Jack Dodd | |
Birth Name: | John Newton Dodd |
Birth Date: | 19 April 1922 |
Birth Place: | Hastings, New Zealand |
Death Place: | Dunedin, New Zealand |
Citizenship: | New Zealand |
Fields: | Atomic spectroscopy, nuclear physics |
Workplaces: | University of Otago |
Alma Mater: | University of Birmingham |
Thesis Title: | Proton scattering experiments: a study of the elastic and inelastic scattering of protons from gold, aluminium, magnesium and carbon |
Thesis Url: | http://findit.bham.ac.uk/44BIR_VU1:44BIR_ALEPH_DS003281504 |
Thesis Year: | 1952 |
Awards: | Hector Medal (1976) |
Children: | 4 |
John Newton Dodd (19 April 1922 – 20 May 2005) was a New Zealand physicist who worked in the field of atomic spectroscopy.

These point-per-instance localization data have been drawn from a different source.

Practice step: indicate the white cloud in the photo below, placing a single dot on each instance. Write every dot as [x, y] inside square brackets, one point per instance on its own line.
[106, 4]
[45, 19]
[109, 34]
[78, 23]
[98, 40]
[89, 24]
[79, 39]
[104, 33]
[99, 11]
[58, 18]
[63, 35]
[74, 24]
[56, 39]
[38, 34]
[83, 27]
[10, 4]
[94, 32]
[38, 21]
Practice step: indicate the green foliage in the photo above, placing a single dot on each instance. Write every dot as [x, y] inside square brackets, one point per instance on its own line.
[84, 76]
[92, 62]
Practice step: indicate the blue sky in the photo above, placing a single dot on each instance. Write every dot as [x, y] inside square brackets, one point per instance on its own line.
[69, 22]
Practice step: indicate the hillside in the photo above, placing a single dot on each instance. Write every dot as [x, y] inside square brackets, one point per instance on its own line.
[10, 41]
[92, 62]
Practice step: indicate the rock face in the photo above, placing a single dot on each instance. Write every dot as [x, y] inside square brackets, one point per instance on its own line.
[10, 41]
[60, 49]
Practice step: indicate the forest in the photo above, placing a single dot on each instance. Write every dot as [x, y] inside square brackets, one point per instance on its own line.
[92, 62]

Born in Hastings in 1922,[1] [2] Dodd was educated at Otago Boys' High School.[3] In 1950, he married Jean Patricia Oldfield with whom he had four children.[3]
Dodd attended the University of Otago, graduating with a master's degree with first-class honours in 1946.[4] After earning his doctorate at the University of Birmingham, he returned to the University of Otago to take up a lectureship. He was awarded a professorial chair in 1965 and retired in 1988.[1]

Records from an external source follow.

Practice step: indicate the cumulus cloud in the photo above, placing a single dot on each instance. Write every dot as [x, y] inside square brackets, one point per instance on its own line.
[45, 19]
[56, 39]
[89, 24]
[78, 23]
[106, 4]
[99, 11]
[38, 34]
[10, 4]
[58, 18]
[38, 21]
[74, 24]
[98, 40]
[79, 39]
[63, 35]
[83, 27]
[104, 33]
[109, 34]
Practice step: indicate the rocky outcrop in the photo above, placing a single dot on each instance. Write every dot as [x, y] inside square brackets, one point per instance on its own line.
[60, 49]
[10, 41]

While on leave in Oxford in 1959–1960, he worked with George Series who was applying techniques developed by Alfred Kastler's research group in Paris to demonstrate that radiation from a coherent superposition of excited states of atoms would display interference effects, known as quantum beats, and together they developed the theoretical explanation for the phenomenon.[5] [6] His friendship with Series was long lasting, and it was Jack Dodd who edited a memorial Festschrift for George Series after his death in 1995.[7]
Dodd was elected a Fellow of the Royal Society of New Zealand in 1964,[8] and was president of the society from 1989 to 1993.[9] In 1976, he won the society's Hector Medal, at that time the highest prize in New Zealand science.[10] In 1990, he was awarded the New Zealand 1990 Commemoration Medal.[3]

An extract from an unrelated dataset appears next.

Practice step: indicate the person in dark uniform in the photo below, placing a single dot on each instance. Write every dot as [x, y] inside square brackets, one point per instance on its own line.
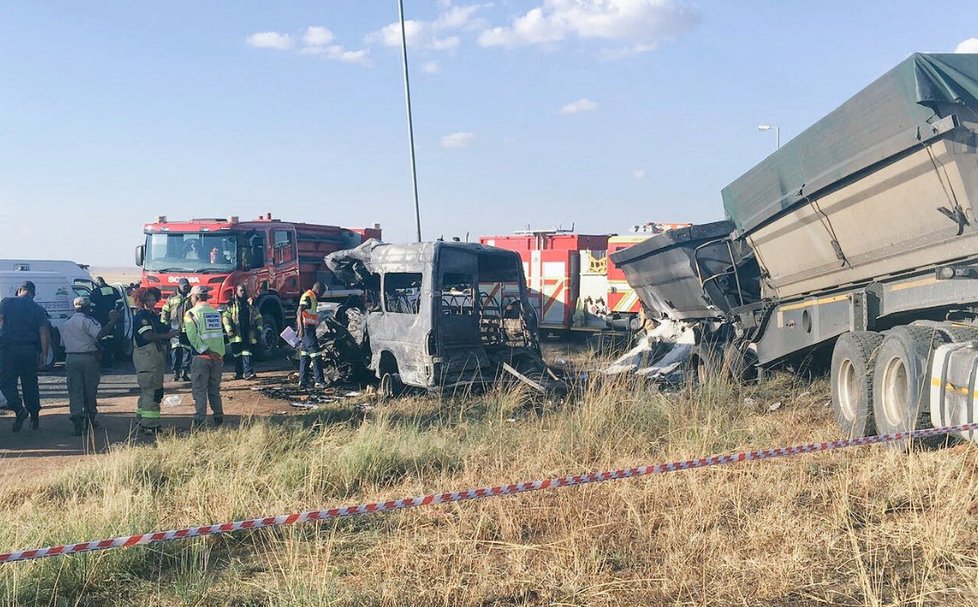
[105, 299]
[24, 342]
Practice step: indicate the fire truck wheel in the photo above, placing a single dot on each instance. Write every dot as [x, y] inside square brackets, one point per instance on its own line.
[268, 336]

The Dodd-Walls Centre for Photonic and Quantum Technologies, a New Zealand Centre of Research excellence based in the University of Otago, was named after Jack Dodd and Dan Walls in recognition of their pioneering roles in establishing New Zealand's internationally recognised standing in photonics, quantum optics and ultra-cold atoms.[2]